À ce jour, seuls 15 acteurs africains figurent dans la base de données GIFT 2024/25, principalement concentrés au Nigeria (7), en Égypte (4) et en Afrique du Sud (2). Cette sous-représentation contraste fortement avec le dynamisme général des fintechs conventionnelles africaines, qui ont attiré plus de 3 milliards de dollars d'investissements en 2023.
« L'Afrique reste un continent aux opportunités largement inexploitées pour la fintech islamique », observe Najmul Haque Kawsar, consultant senior chez DinarStandard. « Les défis réglementaires, le manque d'infrastructures et l'accès limité au capital freinent encore le développement de l'écosystème, malgré un potentiel de marché immense. »
Quelques signaux encourageants émergent néanmoins, particulièrement au Nigeria où des acteurs comme Kanz (super-app financière islamique) ou HalalPesa (paiements mobiles) commencent à gagner en notoriété. L'Égypte, avec Money Fellows (épargne et investissement) et Shekra (crowdfunding), montre également un potentiel prometteur, soutenu par les récentes réformes réglementaires du gouvernement.
L'Afrique pourrait bien constituer la prochaine frontière de la fintech islamique, à condition que les régulateurs, les institutions financières et les investisseurs coordonnent leurs efforts pour créer un environnement favorable à l'innovation et à l'inclusion financière.
Défis et perspectives : vers une consolidation du marché
Malgré sa croissance impressionnante, la fintech islamique fait face à plusieurs défis majeurs pour poursuivre son expansion. L'accès au capital reste la principale préoccupation des entrepreneurs du secteur, suivi des exigences réglementaires et du manque d'éducation des consommateurs.
Dans ce contexte, la fusion apparaît comme une tendance naturelle et salutaire pour l'écosystème. « Le cas pour la consolidation dans l'industrie de la fintech islamique est convaincant », affirme le Dr Aamir A. Rehman. « Avoir des entreprises séparées qui poursuivent la même base de clients est inefficace et potentiellement accablant. Comme l'a judicieusement commenté un associé d'investissement d'Innate : 'Combien d'applications de finance islamique vous attendez-vous à ce que j'aie sur mon téléphone ?' »
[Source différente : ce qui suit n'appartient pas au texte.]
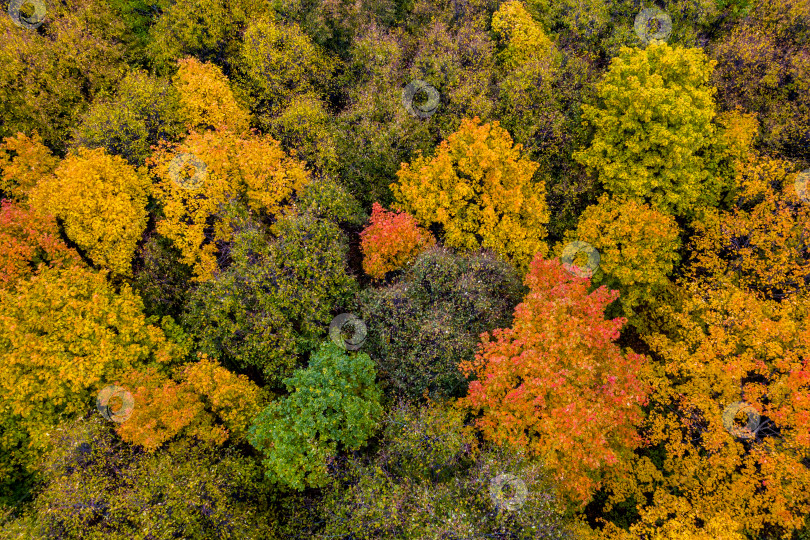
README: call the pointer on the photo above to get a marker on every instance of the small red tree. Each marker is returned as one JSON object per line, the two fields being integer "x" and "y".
{"x": 557, "y": 384}
{"x": 391, "y": 241}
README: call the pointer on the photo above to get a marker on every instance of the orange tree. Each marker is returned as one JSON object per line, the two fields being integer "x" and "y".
{"x": 556, "y": 384}
{"x": 762, "y": 243}
{"x": 480, "y": 189}
{"x": 205, "y": 173}
{"x": 65, "y": 334}
{"x": 108, "y": 215}
{"x": 638, "y": 248}
{"x": 203, "y": 400}
{"x": 29, "y": 241}
{"x": 713, "y": 464}
{"x": 391, "y": 241}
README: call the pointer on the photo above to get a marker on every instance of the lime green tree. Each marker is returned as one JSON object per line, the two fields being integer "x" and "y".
{"x": 653, "y": 129}
{"x": 335, "y": 401}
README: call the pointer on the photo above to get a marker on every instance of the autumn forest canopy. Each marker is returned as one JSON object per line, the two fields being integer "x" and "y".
{"x": 405, "y": 269}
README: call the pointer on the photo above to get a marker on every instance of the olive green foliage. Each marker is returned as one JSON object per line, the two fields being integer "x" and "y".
{"x": 325, "y": 198}
{"x": 430, "y": 479}
{"x": 209, "y": 30}
{"x": 160, "y": 278}
{"x": 278, "y": 62}
{"x": 653, "y": 129}
{"x": 424, "y": 324}
{"x": 276, "y": 300}
{"x": 335, "y": 401}
{"x": 96, "y": 487}
{"x": 143, "y": 111}
{"x": 49, "y": 76}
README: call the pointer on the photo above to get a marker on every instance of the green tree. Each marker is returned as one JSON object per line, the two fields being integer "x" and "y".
{"x": 428, "y": 321}
{"x": 276, "y": 300}
{"x": 95, "y": 487}
{"x": 143, "y": 110}
{"x": 653, "y": 130}
{"x": 335, "y": 401}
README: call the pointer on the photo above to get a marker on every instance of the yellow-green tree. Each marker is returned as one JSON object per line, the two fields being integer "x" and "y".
{"x": 708, "y": 459}
{"x": 102, "y": 201}
{"x": 653, "y": 129}
{"x": 199, "y": 178}
{"x": 23, "y": 161}
{"x": 206, "y": 100}
{"x": 480, "y": 189}
{"x": 278, "y": 62}
{"x": 64, "y": 335}
{"x": 638, "y": 247}
{"x": 762, "y": 243}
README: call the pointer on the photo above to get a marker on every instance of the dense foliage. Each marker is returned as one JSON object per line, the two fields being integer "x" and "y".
{"x": 418, "y": 269}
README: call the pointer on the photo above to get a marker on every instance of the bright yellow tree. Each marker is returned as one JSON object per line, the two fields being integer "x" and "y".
{"x": 206, "y": 99}
{"x": 102, "y": 201}
{"x": 481, "y": 190}
{"x": 64, "y": 335}
{"x": 209, "y": 170}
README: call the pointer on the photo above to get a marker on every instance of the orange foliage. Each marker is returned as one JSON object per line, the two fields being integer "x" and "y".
{"x": 28, "y": 240}
{"x": 391, "y": 241}
{"x": 203, "y": 393}
{"x": 557, "y": 384}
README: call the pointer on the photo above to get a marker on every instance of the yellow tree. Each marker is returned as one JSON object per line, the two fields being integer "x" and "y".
{"x": 197, "y": 179}
{"x": 64, "y": 335}
{"x": 480, "y": 189}
{"x": 102, "y": 201}
{"x": 206, "y": 100}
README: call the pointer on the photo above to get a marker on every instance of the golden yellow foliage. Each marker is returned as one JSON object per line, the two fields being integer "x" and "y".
{"x": 480, "y": 189}
{"x": 251, "y": 169}
{"x": 102, "y": 201}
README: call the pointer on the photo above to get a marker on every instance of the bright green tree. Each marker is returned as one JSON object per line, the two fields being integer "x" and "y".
{"x": 335, "y": 401}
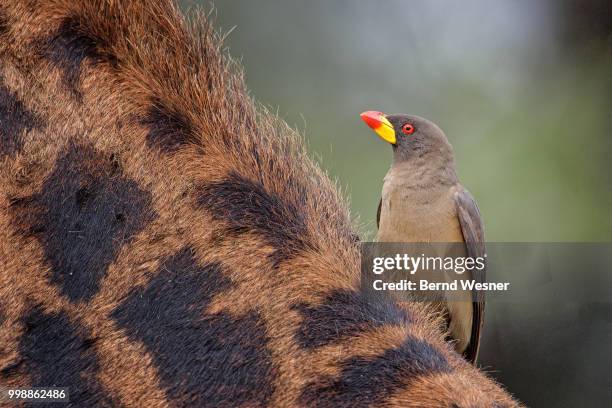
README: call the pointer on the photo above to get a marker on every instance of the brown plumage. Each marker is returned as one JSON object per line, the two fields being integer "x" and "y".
{"x": 423, "y": 201}
{"x": 164, "y": 242}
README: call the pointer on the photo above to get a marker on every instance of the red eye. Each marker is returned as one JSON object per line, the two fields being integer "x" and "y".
{"x": 408, "y": 129}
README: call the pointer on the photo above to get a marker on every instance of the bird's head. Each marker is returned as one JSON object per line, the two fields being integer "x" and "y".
{"x": 410, "y": 136}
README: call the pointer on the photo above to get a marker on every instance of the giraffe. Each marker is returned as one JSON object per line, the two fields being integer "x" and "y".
{"x": 165, "y": 241}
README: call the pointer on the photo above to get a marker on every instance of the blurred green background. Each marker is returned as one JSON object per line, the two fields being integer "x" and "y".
{"x": 523, "y": 90}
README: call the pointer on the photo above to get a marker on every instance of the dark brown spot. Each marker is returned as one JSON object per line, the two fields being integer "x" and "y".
{"x": 169, "y": 129}
{"x": 70, "y": 46}
{"x": 344, "y": 314}
{"x": 15, "y": 119}
{"x": 55, "y": 353}
{"x": 202, "y": 360}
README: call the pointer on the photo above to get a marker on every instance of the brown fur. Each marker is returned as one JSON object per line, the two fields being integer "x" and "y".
{"x": 135, "y": 168}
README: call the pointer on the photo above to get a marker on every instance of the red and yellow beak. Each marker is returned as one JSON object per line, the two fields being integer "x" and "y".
{"x": 378, "y": 121}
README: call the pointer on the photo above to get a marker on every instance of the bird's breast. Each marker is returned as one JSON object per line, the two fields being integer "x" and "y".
{"x": 413, "y": 214}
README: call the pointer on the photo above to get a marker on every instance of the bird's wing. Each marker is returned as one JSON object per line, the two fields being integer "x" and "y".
{"x": 378, "y": 213}
{"x": 473, "y": 235}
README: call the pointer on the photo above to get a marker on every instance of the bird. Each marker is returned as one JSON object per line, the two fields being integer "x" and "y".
{"x": 423, "y": 201}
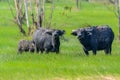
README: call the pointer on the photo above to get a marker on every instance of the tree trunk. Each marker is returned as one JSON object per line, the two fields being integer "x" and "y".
{"x": 118, "y": 8}
{"x": 51, "y": 14}
{"x": 38, "y": 3}
{"x": 27, "y": 18}
{"x": 18, "y": 18}
{"x": 77, "y": 4}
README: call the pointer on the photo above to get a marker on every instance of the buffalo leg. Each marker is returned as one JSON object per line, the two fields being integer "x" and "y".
{"x": 86, "y": 52}
{"x": 94, "y": 51}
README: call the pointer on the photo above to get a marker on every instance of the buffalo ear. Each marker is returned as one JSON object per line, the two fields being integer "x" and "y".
{"x": 89, "y": 33}
{"x": 61, "y": 32}
{"x": 49, "y": 32}
{"x": 74, "y": 33}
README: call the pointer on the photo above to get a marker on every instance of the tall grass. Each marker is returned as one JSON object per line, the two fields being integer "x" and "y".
{"x": 71, "y": 63}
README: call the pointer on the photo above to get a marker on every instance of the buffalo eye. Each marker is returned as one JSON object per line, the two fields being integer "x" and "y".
{"x": 74, "y": 33}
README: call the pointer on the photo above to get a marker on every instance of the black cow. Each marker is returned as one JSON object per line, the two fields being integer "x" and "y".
{"x": 25, "y": 46}
{"x": 95, "y": 38}
{"x": 47, "y": 40}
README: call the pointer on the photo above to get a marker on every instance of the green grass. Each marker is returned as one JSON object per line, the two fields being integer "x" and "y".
{"x": 71, "y": 63}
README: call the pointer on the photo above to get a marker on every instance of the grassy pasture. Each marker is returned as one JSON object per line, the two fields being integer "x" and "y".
{"x": 71, "y": 63}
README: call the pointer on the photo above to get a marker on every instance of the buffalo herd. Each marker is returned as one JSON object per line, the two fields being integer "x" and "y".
{"x": 91, "y": 38}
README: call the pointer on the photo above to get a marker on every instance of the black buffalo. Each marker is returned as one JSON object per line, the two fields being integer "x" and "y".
{"x": 26, "y": 46}
{"x": 47, "y": 40}
{"x": 95, "y": 38}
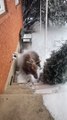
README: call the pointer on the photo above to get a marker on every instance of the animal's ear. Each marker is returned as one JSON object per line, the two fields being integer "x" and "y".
{"x": 28, "y": 62}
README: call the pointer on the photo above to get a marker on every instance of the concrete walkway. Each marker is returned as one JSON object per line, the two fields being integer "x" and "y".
{"x": 19, "y": 103}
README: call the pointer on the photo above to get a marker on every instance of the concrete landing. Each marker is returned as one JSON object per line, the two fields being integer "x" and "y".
{"x": 23, "y": 107}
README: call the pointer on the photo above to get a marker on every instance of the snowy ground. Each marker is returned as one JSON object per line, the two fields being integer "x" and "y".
{"x": 54, "y": 97}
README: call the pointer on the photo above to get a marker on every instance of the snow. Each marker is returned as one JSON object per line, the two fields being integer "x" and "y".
{"x": 57, "y": 105}
{"x": 55, "y": 96}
Pour réussir ces fusions, trois éléments clés sont identifiés : une rémunération basée sur les actions plutôt que sur le cash, un traitement équitable des investisseurs minoritaires, et une intégration harmonieuse des talents. Des exemples récents comme l'acquisition de Niyah par Wahed illustrent cette tendance vers des acteurs plus robustes et diversifiés.
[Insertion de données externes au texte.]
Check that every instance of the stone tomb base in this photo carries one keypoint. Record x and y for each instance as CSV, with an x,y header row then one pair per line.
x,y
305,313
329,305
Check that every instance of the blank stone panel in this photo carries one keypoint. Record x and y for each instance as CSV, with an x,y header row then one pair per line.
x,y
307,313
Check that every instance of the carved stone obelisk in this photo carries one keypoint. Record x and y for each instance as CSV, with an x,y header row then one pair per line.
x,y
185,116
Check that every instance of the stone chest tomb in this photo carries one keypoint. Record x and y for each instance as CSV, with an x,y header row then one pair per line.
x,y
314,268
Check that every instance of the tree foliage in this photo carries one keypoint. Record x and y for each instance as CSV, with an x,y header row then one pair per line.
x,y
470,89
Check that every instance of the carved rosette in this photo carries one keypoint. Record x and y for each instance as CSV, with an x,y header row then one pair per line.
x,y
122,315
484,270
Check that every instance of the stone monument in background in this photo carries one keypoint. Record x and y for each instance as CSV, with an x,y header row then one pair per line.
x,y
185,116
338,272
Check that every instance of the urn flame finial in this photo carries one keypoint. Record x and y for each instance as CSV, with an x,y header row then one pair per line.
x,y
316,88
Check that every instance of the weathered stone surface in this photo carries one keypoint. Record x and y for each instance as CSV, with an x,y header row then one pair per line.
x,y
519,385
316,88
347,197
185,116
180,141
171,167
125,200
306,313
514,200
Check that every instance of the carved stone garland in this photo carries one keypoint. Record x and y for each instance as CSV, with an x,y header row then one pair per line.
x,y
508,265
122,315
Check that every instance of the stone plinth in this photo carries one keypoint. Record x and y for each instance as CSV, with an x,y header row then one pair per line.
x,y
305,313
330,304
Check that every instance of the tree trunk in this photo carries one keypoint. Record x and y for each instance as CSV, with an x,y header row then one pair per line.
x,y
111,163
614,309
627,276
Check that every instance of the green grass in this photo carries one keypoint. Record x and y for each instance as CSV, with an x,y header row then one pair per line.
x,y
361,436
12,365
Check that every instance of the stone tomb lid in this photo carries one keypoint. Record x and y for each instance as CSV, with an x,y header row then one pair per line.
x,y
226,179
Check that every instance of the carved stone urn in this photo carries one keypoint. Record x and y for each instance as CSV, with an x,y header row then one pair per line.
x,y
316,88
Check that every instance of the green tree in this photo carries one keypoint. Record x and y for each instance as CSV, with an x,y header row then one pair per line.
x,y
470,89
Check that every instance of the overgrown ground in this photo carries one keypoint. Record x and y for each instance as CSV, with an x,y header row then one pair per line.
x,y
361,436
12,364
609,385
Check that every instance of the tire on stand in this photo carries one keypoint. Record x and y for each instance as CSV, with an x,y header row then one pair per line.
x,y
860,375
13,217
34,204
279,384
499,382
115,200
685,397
À l'heure où les préoccupations éthiques et sociales influencent de plus en plus les choix financiers des consommateurs, la fintech islamique, avec ses principes de partage des risques, de transparence et d'impact positif, pourrait bien être en train de tracer la voie vers un modèle financier plus équitable et durable pour tous. Le chemin vers les 306 milliards de dollars est bien engagé.